BİRKAÇ UZUN SORUNUN ÖZETİ (1)
Cumartesi, 09 Mart 2019 00:00

BİRKAÇ UZUN SORUNUN ÖZETİ (1)

1. Eksik bilgiden dolayı hatâ yaparsak günah işlemiş olur muyuz?

2. Dişleri fırçalamak misvak yerine geçer mi?

3. Kur’ân’a göre orucu bozan şeyler net olarak nelerdir? Sigara orucu bozar mı?

4. İlmihal kitaplarında Kur’ân’a ek olarak görülebilecek her madde sünnet midir?

5. Cennet cehennem tasvirlerini maddi boyutta mı anlamak gerekir?

Cevap 1) Kur’ân: “Yanılarak yaptığınızdan ötürü size bir günah yok, fakat bile bile yaptığınızdan ötürü günah vardır” (Ahzab: 4) bu­yurmaktadır. Bu ve benzeri âyetler, hatâ ile yapılan yanlışların insanı sorumlu kılmadığını bildirmektedir.

C. 2) Misvak kullanmaktan maksat dişleri temizlemektir. O zamanın dişi temizleme aracı doğal fırça olan misvak idi. Ayrıca mis­vakta diş etlerini güçlendiren bir özelliğin bulunduğu da söylenir. Önem­li olan ağız ve diş temizliği olduğuna göre modern fırça da misvak kadar makbuldür.

C. 3) Orucu bozan şeyler, sadece yemek, içmek ve cinsel ilişkide bulunmaktır. Sigara da tiryakiler için bir çeşit yeme içme sayıldığından fıkıhçıların çoğunluğunca oruç bozucu sayılmıştır. Çünkü içenler için tatmin(doyum)dir. Ama bazılarına göre de sigara bir dumandan ibarettir, besin değildir. Çünkü sigara tütündür, mideye gitmez, akciğere gider. Yarar vermez, zarar verir.

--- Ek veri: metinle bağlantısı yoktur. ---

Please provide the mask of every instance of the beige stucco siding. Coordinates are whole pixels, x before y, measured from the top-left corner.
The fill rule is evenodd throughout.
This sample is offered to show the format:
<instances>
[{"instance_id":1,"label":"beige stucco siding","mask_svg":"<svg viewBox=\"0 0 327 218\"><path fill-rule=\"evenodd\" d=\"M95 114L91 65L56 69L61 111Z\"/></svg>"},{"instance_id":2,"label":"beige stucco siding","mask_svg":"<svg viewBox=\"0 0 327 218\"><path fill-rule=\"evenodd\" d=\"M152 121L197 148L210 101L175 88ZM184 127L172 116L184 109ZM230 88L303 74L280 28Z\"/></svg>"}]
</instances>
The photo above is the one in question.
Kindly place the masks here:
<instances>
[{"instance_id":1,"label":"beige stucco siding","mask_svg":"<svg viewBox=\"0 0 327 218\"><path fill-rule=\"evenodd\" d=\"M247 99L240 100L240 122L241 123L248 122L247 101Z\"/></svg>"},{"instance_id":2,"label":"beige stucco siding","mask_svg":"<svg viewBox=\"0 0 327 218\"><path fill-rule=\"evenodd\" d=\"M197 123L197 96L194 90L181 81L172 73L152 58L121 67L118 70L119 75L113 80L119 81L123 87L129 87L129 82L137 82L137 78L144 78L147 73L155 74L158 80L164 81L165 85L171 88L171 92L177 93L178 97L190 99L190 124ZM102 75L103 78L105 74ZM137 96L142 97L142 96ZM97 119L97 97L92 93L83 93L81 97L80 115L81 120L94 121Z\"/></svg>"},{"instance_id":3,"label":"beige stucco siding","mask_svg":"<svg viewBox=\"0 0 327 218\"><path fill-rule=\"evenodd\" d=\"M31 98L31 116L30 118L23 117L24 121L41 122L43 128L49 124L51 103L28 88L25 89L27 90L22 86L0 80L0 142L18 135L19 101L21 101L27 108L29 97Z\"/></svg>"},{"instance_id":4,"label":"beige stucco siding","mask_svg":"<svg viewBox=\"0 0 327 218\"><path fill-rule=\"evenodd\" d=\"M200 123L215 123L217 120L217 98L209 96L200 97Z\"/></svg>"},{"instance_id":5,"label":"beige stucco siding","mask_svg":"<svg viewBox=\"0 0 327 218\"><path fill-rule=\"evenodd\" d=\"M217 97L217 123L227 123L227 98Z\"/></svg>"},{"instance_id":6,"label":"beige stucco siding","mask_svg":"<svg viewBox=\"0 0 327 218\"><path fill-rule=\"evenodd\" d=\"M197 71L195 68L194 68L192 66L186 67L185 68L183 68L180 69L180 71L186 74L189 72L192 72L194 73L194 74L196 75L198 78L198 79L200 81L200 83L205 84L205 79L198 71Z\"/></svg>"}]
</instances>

C 4) Dinde esas olan Kur’ân’ın açık buyruklarıdır. Hadisler de Kur’ân vahyinin yönetmeliği durumundadır. Peygamberimiz, kendi uygu­lamalarıyla vahye açıklık getirmiştir. Çünkü Kur’ân’ı açıklama (tebyîn) görevi ona verilmiştir. Peygamberimiz, Kur’ân’ın emrettiği namazlardan ayrı olarak kendiliğinden iki namazı daha cemaatle kıl­dırmıştır. Bunlar öğle, ikindi namazlarıdır. Bunları ayrı ayrı kılmak daha makbul ise de birleştirerek de kılınabilir. Çünkü bu da Pey­gamber’in bir uygulamasıdır. Tevatüren gelen bu namaz rivayetleri dışında esas olan Kur’ân’ın buyruklarıdır. Bir iki kişinin rivayeti durumunda bulunan ve birbiriyle çelişkili hadis rivayetleriyle haram sabit olmaz. Peygam­berimizin buyurdukları üzere helâl olan, Allah’ın kitabında helâl kıldıkları, haram olan da Allah’ın kitabında haram kıldıklarıdır. Bunların dışında kimsenin ilave haramlar koymaya hakkı yoktur. İlâve haramlar koyan hadislerin bağlayıcı din hükmü olduğu kanısında değilim. Çünkü bu rivayetlerin, gerçekten Peygamber sözü olduğu garantisi yoktur. Ayrıca Kur’ân, insanların kendi nitelendir­mesiyle şu helâldir, bu haramdır diyerek Allah’a yalan iftira etme­melerini vurgulamıştır (Nahl Suresi). Öyle ise Kur’ân’a ilave yasaklar koymayan, sadece Kur’ân’ın emirlerini açıklar nitelikte bulunan, senet zinciri de sağlam olan hadisler, Kur’­ân’dan sonra ikinci din kaynağıdır. Bu vasfı taşımayan hadisler din hükmü değildir. Çünkü zaten bu hadis rivayetlerini bütün sahabiler bilmiyor ve uygula­mıyorlardı. Birinin duy­duğu bir sözü öteki duymamış ve uygulamamıştı. Hattâ kimi, Peygam­ber’den sonra duyduğu bir hadis rivayetini kabul etmemiş, işemesini bilmeyen bir bedevinin sözüyle Allah’ın kitabını mı değiştireceğiz? Demiştir. Hz. Ömer, Allah’ın kitabı bize yeter gerekçesiyle Peygam­ber’in hasta yatağında yazmak istediği vasiyete de gerek görmemiş, bu yüzden Peygamberimiz de vasiyet yazmaktan vazgeçmiştir.